From the salt of the coast to the sands of the desert, via the breezy tropics and the tempestuous grasslands, the architecture of our nation is as much a function of the landscape, as an attempt to live in it.
Story + Photos Andrew Hull
There’s a quote from an Australian Architect, Max Freeland that goes, “A country’s architecture is a near perfect record of its history. Every building captures in physical form the climate and resources of a country’s geography, and the conditions of its society … Every building explains the time and place in which it was built.” In Australia where conditions vary from tropical to polar, and from rainforest to desert, and where the demographics span literally from the oldest continuous habitation to the most recent optimistic arrivals, the architecture and the buildings have a complex narrative to convey.
Standing alongside the ruins of Old Carcory Homestead, near Birdsville, Qld, the sense of optimistic self-determination that permeates Lightning Ridge is writ large in the crumbling remains of the old homestead. Here is the residue of a pastoral vision, a once-grand dwelling of timber and stone, built to underpin an expanding pastoral empire. Now, the small, square, roofless ruin of stone and render is an image as intrinsic to Australia as the Sydney Opera House, but it makes no claim to be iconic, it merely exists as a mark in the history of the country. To understand it, you need to have travelled through the boundless, open country around it, felt the radiating heat project from every surface and from the air itself, navigated the dunes and creeks, let the great emptiness of the continent wrap itself around you, and experience at least some of the isolation, and therefore optimism, of its existence.
The 150-year-old Carcory ruins have some counterpoint architecture relatively nearby. Not far from a small ephemeral creek system, on a low rise, sitting resolutely in the blistering outback sun, are what may be the oldest standing dwellings in Australia, the remarkable gunyahs of the Mithaka people. Partly collapsed, but still recognisably structures, these circular dome-like assemblages of gidgee boughs provide a tantalising glimpse into a much deeper history of Australia.
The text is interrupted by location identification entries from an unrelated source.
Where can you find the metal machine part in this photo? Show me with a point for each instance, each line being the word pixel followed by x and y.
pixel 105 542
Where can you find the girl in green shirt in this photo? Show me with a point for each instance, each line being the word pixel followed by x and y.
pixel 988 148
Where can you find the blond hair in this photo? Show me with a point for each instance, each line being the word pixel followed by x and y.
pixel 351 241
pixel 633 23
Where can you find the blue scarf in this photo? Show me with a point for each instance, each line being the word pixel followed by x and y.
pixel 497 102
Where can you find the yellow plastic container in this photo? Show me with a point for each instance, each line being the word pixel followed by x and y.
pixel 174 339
“Being the modern world, we need to use names like ‘house’ because that’s how we explain it,” says Josh Gorringe, general manager of the Mithaka Aboriginal Corporation and traditional custodian of the land and sites. “It’s a very basic structure of a house, I suppose, but you’d explain it differently if you had a different cultural framework. Basically they [the gunyahs] are circular with 4–6 main posts – 2 close together for the entrance, and 4 more around the edges. Branches were bent over the top in a dome-like arrangement for a roof, and they excavated the interior to create more space and to keep cool.”